On my post noting that Moose were Moose, though Elks were Elks Kathie commented:
"Moose" can be plural as well as singular. Ditto for "sheep," "deer," "fish," "caribou"/"reindeer" -- heck, even "elk"! I shall defer to your superior linguistic training, that you might expound further on such collective (defective?) nouns?
So I shall. Why not? In this post I explained defective nouns and why these aren't, and what they are (zero-plural nouns). In this one, I'll briefly discuss collective nouns, which they also aren't.

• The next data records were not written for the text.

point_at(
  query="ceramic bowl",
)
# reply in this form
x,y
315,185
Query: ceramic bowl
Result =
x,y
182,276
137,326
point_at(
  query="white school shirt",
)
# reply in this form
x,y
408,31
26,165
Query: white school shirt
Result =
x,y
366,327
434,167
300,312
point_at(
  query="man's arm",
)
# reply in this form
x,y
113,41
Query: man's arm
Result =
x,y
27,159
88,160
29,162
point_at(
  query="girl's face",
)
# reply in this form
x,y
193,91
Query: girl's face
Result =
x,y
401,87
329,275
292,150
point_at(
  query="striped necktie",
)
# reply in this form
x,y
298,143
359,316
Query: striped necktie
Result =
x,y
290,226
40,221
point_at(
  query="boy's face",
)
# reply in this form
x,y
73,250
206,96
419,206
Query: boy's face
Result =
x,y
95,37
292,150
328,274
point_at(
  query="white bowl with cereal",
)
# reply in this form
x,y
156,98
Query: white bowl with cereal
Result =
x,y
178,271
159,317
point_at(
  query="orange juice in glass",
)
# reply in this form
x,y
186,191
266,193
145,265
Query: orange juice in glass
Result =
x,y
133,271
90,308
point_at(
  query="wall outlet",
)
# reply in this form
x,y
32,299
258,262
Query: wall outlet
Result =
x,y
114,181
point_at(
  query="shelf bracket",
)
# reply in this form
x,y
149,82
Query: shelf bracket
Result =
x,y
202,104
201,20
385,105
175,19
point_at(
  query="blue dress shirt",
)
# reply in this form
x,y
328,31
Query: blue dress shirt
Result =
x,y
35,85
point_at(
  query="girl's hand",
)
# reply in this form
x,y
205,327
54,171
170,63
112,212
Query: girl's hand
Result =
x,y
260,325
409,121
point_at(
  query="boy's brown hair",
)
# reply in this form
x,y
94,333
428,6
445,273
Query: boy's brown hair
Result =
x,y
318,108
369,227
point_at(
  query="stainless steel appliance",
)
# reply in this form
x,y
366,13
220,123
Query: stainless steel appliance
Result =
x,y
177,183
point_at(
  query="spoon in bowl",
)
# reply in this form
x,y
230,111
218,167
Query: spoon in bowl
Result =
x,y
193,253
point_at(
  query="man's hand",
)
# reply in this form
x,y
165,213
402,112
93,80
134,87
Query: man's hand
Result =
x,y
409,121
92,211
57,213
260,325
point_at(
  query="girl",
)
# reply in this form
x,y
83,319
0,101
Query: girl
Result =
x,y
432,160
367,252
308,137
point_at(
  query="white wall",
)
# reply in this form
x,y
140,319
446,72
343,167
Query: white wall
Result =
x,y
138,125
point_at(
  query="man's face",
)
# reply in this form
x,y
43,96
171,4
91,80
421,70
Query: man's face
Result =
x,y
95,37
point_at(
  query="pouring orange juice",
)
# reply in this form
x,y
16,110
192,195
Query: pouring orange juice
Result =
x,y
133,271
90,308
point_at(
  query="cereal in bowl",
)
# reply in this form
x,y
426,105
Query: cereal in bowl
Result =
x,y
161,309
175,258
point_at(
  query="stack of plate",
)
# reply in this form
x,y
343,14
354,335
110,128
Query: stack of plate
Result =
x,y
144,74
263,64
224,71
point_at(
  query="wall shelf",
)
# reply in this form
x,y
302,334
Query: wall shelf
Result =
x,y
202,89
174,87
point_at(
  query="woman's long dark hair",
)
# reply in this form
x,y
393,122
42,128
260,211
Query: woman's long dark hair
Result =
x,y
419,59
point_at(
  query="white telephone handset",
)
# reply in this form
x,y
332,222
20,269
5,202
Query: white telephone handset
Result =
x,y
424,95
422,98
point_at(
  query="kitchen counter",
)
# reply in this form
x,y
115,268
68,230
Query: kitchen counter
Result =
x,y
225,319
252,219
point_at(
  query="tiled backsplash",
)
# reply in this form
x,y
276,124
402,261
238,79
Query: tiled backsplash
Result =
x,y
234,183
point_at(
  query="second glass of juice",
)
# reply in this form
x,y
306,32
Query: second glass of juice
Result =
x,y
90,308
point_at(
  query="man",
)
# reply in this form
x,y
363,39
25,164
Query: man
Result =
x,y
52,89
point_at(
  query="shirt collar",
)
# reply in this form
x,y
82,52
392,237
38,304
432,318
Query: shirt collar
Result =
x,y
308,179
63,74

A collective noun is the name of a number (or collection) of people or things taken together and spoken of as one whole. These range from absolutely mundane, non-specialized, and available for anything (a group, a lot) to somewhat more specialized (a herd, a flock, a family, a team, a government) to single-use collectives such as pride or exaltation. Of these latter, some are old, some more recent and not perhaps authentically used by hunters, and some are facetious. The whole concept of "terms of venery" has always lent itself to playfulness, by the way; the 1486 Book of Saint Albans included a Doctryne of doctoris, a Sentence of Juges, an uncredibilite of Cocoldis, and a Disworship of Scottis.

Collective nouns can be thought of as collections (duh) but also as units of their own. So they can be considered singular (as they are in the US: the team is, the government says) or plural (as they are in the UK (my family are, the government say). But they have plural forms - two teams, both governments, all the families, many herds, several flocks.

Note that this is not the same thing as a mass noun. Mass nouns denote things that cannot be broken into bits that can be counted, any amount of which is an undifferentiated, well, mass or lump or blob. (Note that like gender this isn't necessarily a natural concept: a handful of wheat or sand clearly has bits in it. It's a category of word.) Classic examples are wheat, snow, sand, water, grass, and wine. These nouns may have plurals (the wheats of classical antiquity, the snows of yesteryear, the sands of Iwo Jima, the waters of Babylon, the grasses of Ireland, the wines of France) but these plurals (like the -s plurals of zero-plural nouns such as fishes) refer to more than one instance of the noun - that is, more than one snowfall or kind of wheat, not more than one snowflake or grain. Generally, to speak of the units that make up the mass, you have to use a counter - a grain of wheat, a flake of snow, a grain of sand, a drop of water, a blade of grass, a drop/glass of wine. By the way, a couple of English mass nouns - pease and cherise - which happened to have -s sounds at their ends have been regularized into the count nouns pea and cherry, the latter undoubtedly helped by berry.

Note that cattle or measles, which I mentioned in my first post as "defective" for having no singular, aren't mass nouns. Yes, you need a counter (head of cattle, case of measles) but mass nouns take singular verbs (the snow is covering the roof, wheat is tasty) and have plural forms. There aren't cattles and measleses to talk about different breeds or strains.

So words like moose, deer, or fish aren't collective or mass or defective nouns. They're just irregular. (And that makes them fascinating!)